ARC is a non-profit research organization whose mission is to align future machine learning systems with human interests. Its current work focuses on developing an “end-to-end” alignment strategy that could be adopted in industry today while scaling gracefully to future ML systems.
What is “alignment”? ML systems can exhibit goal-directed behavior, but it is difficult to understand or control what they are “trying” to do. Powerful models could cause harm if they were trying to manipulate and deceive humans. The goal of intent alignment is to instead train these models to be helpful and honest.
Motivation: We believe that modern ML techniques would lead to severe misalignment if scaled up to large enough computers and datasets. Practitioners may be able to adapt before these failures have catastrophic consequences, but we could reduce the risk by adopting scalable methods further in advance.
Initial project: We’re trying to train ML systems to answer some questions by straightforwardly “translating” their beliefs into natural language rather than by reasoning about what a human wants to hear. This is an ambitious goal: we’d like to handle beliefs ranging from subverbal intuitions to highly structured arguments, for models ranging from GPT-3 to radically superhuman reasoners. We’ve explored a number of approaches to this problem and are now writing up a report explaining why we think it is important and tractable.
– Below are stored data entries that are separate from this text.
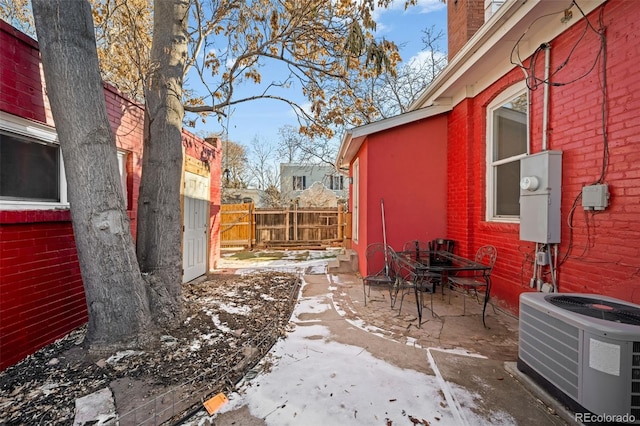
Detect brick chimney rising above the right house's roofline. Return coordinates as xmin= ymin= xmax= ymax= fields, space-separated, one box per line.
xmin=447 ymin=0 xmax=484 ymax=61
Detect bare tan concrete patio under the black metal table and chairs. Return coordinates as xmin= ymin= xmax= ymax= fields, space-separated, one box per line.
xmin=322 ymin=274 xmax=577 ymax=426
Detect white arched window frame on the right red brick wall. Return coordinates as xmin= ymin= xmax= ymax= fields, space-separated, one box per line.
xmin=486 ymin=81 xmax=531 ymax=223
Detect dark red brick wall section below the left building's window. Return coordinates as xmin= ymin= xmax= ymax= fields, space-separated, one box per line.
xmin=0 ymin=211 xmax=87 ymax=369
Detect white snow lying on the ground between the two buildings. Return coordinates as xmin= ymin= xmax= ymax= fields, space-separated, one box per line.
xmin=189 ymin=250 xmax=513 ymax=426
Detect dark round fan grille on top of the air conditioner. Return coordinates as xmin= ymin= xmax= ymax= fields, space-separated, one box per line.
xmin=545 ymin=295 xmax=640 ymax=325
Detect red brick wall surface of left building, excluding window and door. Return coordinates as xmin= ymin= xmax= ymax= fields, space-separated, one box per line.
xmin=0 ymin=21 xmax=221 ymax=370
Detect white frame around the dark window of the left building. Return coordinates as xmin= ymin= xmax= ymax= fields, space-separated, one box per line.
xmin=0 ymin=111 xmax=69 ymax=210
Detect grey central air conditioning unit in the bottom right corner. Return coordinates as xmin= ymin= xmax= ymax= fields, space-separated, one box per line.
xmin=518 ymin=293 xmax=640 ymax=424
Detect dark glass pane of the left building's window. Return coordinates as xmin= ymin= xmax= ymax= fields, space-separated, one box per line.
xmin=0 ymin=134 xmax=60 ymax=201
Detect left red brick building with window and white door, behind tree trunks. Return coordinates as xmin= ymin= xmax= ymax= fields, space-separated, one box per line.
xmin=0 ymin=21 xmax=221 ymax=370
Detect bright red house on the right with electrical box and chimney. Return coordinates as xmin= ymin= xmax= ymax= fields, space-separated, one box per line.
xmin=336 ymin=0 xmax=640 ymax=311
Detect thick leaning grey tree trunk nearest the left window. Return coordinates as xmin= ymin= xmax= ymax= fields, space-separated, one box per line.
xmin=32 ymin=0 xmax=150 ymax=348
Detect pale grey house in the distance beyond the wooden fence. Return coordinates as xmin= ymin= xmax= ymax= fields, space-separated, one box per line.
xmin=280 ymin=163 xmax=349 ymax=202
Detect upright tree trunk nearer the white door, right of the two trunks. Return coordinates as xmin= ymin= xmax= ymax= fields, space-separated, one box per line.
xmin=137 ymin=0 xmax=189 ymax=324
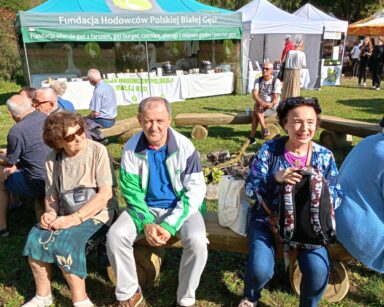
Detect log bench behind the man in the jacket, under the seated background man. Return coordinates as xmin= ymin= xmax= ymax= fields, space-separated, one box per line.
xmin=175 ymin=112 xmax=280 ymax=140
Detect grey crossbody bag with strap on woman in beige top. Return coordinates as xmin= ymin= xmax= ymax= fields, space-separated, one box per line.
xmin=56 ymin=152 xmax=97 ymax=215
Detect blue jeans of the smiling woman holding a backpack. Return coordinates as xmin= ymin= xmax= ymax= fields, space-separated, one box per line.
xmin=244 ymin=221 xmax=329 ymax=307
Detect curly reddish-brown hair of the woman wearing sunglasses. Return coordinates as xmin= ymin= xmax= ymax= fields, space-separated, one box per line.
xmin=43 ymin=111 xmax=86 ymax=151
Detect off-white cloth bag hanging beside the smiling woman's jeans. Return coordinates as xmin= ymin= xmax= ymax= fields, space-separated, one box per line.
xmin=218 ymin=176 xmax=249 ymax=236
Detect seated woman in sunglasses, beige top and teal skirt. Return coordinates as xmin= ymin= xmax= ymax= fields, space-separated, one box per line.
xmin=23 ymin=112 xmax=116 ymax=307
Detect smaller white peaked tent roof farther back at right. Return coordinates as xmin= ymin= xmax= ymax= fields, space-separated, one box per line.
xmin=293 ymin=3 xmax=348 ymax=33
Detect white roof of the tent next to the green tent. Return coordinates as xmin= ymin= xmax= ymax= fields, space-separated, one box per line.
xmin=238 ymin=0 xmax=323 ymax=34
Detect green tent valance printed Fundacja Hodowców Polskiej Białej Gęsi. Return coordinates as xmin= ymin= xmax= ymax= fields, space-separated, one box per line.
xmin=19 ymin=12 xmax=242 ymax=43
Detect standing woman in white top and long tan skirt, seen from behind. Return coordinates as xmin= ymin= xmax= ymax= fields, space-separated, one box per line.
xmin=281 ymin=39 xmax=307 ymax=100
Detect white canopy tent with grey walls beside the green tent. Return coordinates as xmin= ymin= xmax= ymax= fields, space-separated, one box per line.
xmin=238 ymin=0 xmax=323 ymax=88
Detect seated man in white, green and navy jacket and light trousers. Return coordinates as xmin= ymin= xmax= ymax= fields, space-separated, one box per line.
xmin=107 ymin=97 xmax=208 ymax=306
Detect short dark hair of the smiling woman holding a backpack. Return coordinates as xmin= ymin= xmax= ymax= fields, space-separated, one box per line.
xmin=276 ymin=96 xmax=322 ymax=129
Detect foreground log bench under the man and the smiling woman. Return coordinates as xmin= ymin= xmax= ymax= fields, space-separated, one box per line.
xmin=107 ymin=212 xmax=352 ymax=302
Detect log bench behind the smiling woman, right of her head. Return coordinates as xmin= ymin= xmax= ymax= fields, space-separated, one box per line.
xmin=320 ymin=115 xmax=382 ymax=149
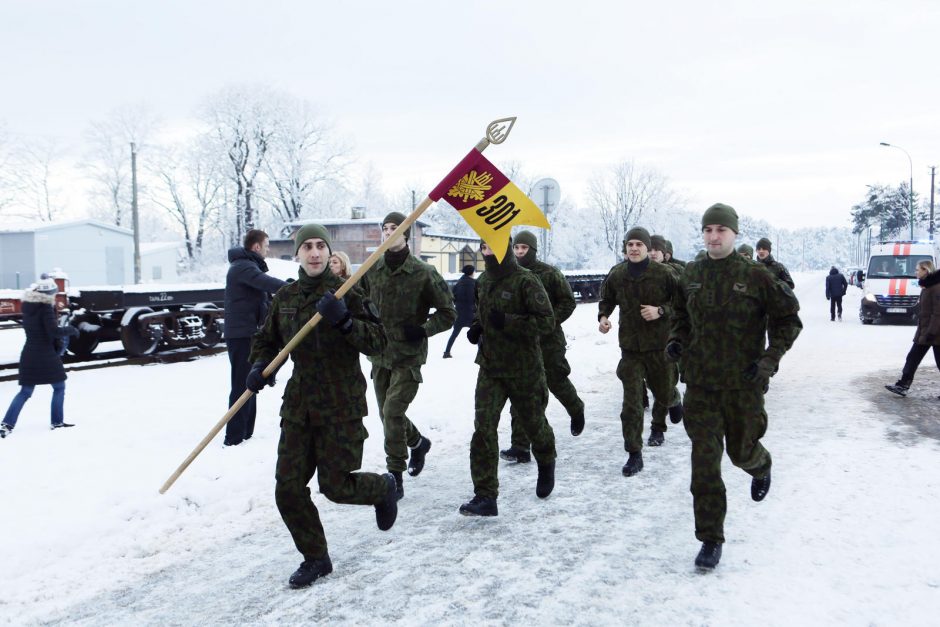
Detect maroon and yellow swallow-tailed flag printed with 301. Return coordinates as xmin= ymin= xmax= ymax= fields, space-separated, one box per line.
xmin=428 ymin=148 xmax=551 ymax=261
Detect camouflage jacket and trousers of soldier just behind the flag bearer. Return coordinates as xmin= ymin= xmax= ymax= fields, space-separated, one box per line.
xmin=367 ymin=254 xmax=457 ymax=472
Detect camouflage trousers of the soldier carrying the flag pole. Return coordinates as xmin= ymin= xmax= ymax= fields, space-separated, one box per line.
xmin=274 ymin=418 xmax=388 ymax=560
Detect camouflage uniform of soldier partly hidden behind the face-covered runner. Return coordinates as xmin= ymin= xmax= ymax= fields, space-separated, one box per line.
xmin=509 ymin=260 xmax=584 ymax=451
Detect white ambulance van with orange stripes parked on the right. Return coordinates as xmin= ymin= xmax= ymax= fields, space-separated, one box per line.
xmin=858 ymin=241 xmax=937 ymax=324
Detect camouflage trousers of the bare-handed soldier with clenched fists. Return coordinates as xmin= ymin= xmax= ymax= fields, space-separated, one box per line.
xmin=617 ymin=350 xmax=676 ymax=453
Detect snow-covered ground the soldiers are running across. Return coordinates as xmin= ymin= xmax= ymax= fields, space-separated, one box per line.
xmin=0 ymin=273 xmax=940 ymax=625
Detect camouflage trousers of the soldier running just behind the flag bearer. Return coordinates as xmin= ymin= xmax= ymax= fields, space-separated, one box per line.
xmin=372 ymin=366 xmax=422 ymax=472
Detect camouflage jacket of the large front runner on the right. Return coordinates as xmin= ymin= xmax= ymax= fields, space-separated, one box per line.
xmin=669 ymin=253 xmax=803 ymax=390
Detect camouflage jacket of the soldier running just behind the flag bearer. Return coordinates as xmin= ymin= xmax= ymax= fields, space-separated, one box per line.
xmin=366 ymin=255 xmax=457 ymax=368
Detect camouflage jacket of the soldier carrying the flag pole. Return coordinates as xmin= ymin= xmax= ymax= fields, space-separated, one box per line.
xmin=250 ymin=269 xmax=386 ymax=425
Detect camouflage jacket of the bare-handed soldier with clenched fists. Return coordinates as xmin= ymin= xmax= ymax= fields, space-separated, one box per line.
xmin=598 ymin=260 xmax=679 ymax=351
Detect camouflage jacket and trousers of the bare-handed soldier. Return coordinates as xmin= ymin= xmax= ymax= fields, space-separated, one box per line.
xmin=598 ymin=259 xmax=678 ymax=453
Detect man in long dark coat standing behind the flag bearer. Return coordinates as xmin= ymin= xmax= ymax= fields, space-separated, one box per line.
xmin=224 ymin=229 xmax=286 ymax=446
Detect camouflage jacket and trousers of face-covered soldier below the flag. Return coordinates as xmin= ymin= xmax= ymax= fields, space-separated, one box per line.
xmin=470 ymin=252 xmax=555 ymax=499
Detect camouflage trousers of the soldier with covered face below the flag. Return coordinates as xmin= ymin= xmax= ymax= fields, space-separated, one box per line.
xmin=470 ymin=368 xmax=555 ymax=499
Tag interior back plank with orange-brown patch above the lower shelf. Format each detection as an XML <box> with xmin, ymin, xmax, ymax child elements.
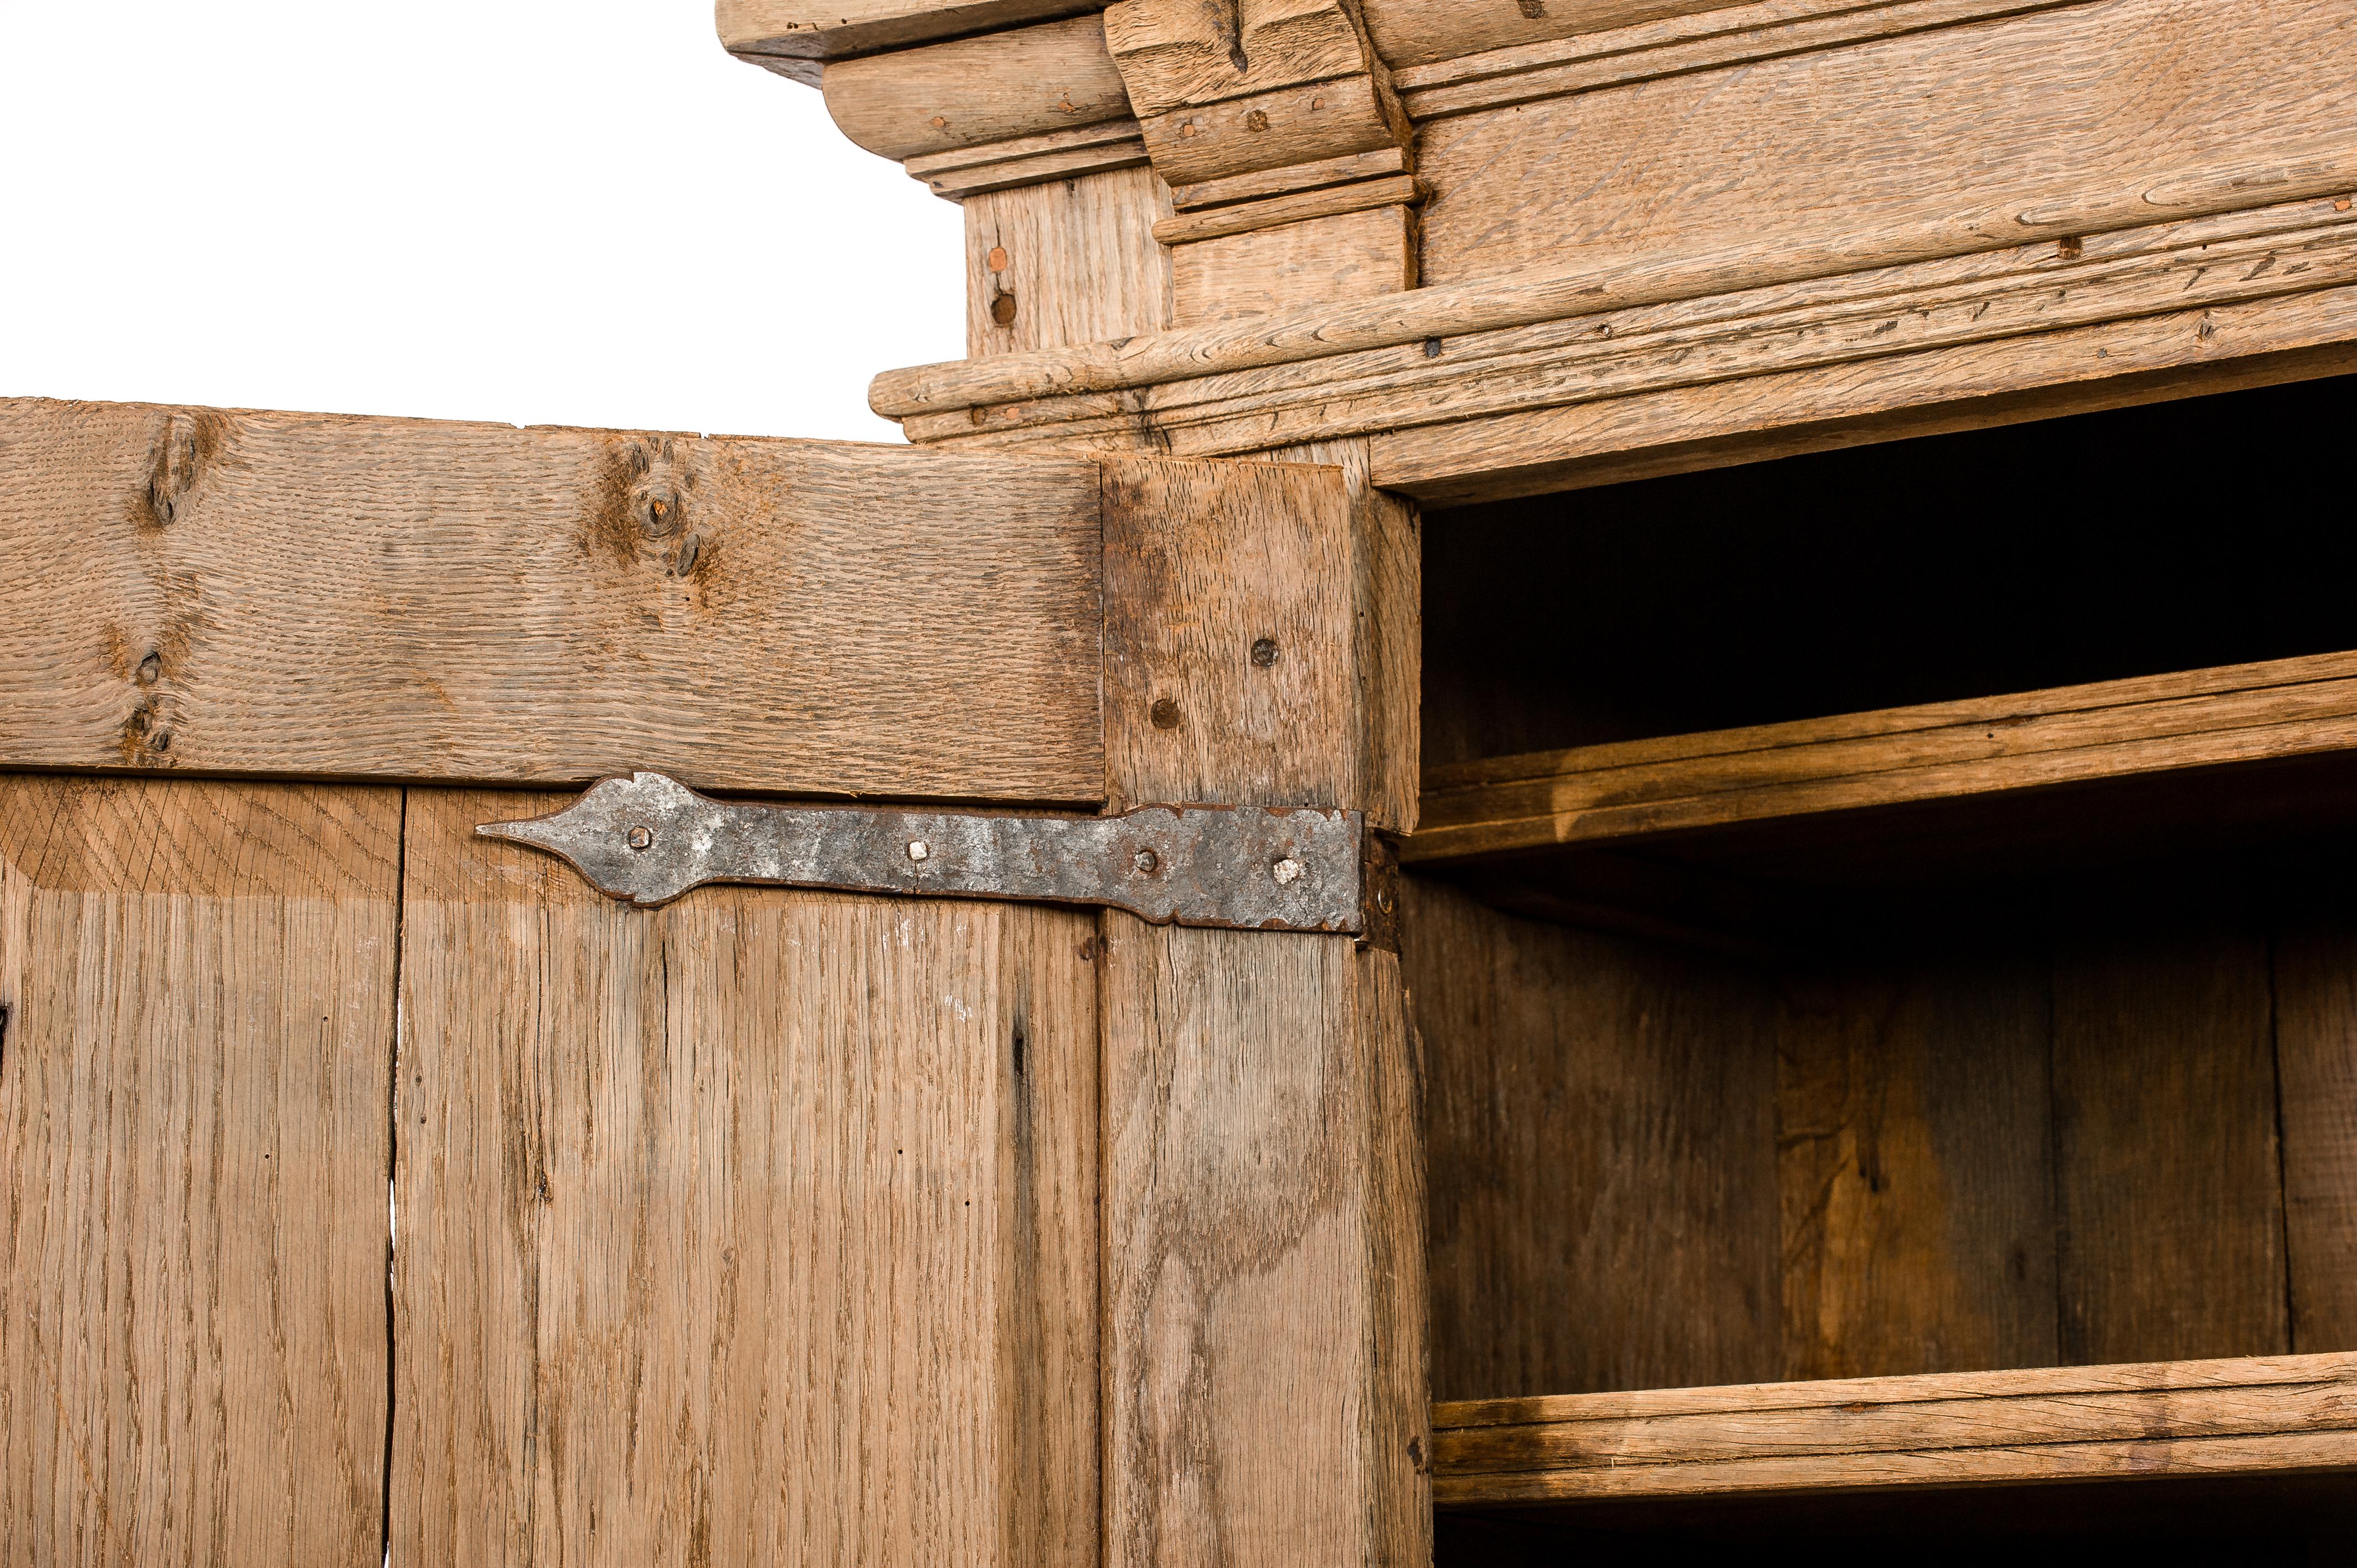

Methodology: We’re unsatisfied with an algorithm if we can see any plausible story about how it eventually breaks down, which means that we can rule out most algorithms on paper without ever implementing them. The cost of this approach is that it may completely miss strategies that exploit important structure in realistic ML models; the benefit is that you can consider lots of ideas quickly. (More)
Future plans: I expect ARC to focus on end-to-end alignment approaches until I either become more pessimistic about tractability or ARC grows enough to branch out into other areas. Over the long term we are likely to work on a combination of theoretical and empirical alignment research, collaborations with industry labs, alignment forecasting, and ML deployment policy.